Charging consumers for plastic bags is nothing new, however. In Ireland, for example, a plastic bag levy has been in place since 2002. Following the introduction of the charge – initially 15 cent (17 cents) a bag compared to 22 cent today – plastic bag usage fell from around 328 bags per capita to just 21, according to the Irish government. That figure fell to 14 bags per capita in 2014.
Now that the plastic bag charge has proved to be a success in the U.K., could we see charges for other types of packaging introduced?
"Charges for single use coffee cups would also change people's behavior, but also their perception that the item they have has a value," Laura Foster, head of pollution at the MCS, told CNBC via email.
Adding value to packaging via a returns scheme could also have merit in terms of reducing wastage, Foster said.
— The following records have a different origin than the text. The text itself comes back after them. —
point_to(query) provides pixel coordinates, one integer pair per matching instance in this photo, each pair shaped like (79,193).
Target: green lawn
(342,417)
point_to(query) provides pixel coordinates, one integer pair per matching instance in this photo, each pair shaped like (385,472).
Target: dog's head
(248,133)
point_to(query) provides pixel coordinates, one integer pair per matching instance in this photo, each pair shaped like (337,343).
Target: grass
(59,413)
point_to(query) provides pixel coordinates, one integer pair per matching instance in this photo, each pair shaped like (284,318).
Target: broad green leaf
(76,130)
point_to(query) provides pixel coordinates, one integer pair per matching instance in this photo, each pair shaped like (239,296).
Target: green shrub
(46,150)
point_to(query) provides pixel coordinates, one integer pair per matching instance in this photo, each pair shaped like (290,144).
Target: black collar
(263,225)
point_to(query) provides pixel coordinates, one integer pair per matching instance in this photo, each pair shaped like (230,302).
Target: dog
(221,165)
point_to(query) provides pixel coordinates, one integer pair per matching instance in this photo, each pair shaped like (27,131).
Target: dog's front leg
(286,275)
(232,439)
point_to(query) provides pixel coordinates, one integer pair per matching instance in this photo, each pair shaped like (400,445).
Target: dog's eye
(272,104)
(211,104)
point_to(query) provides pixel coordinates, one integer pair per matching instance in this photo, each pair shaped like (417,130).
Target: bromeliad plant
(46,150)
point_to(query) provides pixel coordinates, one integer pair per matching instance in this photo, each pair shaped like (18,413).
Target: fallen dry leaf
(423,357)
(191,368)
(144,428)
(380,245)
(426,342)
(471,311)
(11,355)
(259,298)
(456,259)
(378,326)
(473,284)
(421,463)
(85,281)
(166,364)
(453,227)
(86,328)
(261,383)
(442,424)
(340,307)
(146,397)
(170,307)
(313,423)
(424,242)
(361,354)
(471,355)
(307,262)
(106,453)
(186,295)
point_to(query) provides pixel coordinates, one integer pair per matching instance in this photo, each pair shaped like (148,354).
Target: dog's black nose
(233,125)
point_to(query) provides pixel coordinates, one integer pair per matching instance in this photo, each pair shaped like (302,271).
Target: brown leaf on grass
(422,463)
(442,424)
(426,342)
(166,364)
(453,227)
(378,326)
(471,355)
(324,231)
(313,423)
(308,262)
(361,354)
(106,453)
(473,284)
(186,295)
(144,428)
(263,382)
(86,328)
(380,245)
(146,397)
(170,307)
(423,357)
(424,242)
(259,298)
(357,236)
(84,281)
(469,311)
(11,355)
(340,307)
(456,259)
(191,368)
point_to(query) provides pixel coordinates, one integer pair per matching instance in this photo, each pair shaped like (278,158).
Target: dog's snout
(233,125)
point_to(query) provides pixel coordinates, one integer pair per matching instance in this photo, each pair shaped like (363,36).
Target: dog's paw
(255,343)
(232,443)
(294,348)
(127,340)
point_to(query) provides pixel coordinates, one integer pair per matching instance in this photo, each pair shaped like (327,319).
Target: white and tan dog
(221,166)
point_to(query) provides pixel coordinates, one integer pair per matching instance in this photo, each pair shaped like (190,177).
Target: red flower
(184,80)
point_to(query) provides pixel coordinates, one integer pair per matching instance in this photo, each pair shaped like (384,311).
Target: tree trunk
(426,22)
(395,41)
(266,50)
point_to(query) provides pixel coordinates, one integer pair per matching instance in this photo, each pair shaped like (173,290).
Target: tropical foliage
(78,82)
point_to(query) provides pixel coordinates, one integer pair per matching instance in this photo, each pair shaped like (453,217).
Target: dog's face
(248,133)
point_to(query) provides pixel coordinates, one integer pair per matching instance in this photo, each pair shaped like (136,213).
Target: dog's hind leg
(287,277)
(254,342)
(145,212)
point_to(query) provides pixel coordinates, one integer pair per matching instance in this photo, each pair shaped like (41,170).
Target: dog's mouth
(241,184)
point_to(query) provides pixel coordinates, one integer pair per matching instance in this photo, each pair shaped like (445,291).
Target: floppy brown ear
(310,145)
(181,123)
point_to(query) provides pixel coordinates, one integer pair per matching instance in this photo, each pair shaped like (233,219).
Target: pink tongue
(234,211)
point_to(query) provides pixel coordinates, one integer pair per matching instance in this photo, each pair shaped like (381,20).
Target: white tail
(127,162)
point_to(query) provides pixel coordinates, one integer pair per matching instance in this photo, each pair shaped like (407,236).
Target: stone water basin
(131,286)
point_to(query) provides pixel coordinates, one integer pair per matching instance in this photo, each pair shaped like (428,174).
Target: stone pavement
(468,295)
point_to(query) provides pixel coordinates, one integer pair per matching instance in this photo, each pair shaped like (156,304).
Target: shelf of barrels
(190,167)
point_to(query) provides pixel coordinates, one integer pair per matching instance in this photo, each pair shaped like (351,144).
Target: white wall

"There are (also) a lot of studies on drinks containers – plastic and glass bottles and cans," Foster added. "Where there is a deposit refund system, it is rare to find these items littered because they are seen to have a value."
While the introduction of charges and refund systems can have an effect, the use of sustainable, environmentally friendly materials also has a role to play.
Earlier this year, Florida based Saltwater Brewery announced that – alongside advertising house We Believers – they had designed and prototyped edible six pack rings that had been made using the by-products of their beer making process "that instead of killing animals, feeds them."
The Ecoffee Cup is another example of packaging with green credentials. Made from organic bamboo fiber and non-GMO corn starch, its makers describe it as being dishwasher safe and usable for years if looked after properly. The company also claims that when a user is finished with their cup, they can soak it in boiling water and throw it on their organic compost heap, where it will biodegrade.
For food and other retail goods to be even kinder to the environment, Foster said single-use packaging should be removed and designed so it can be recycled.
"Packaging which is a composite material, including different types of plastic, can be extremely challenging to recycle," she added.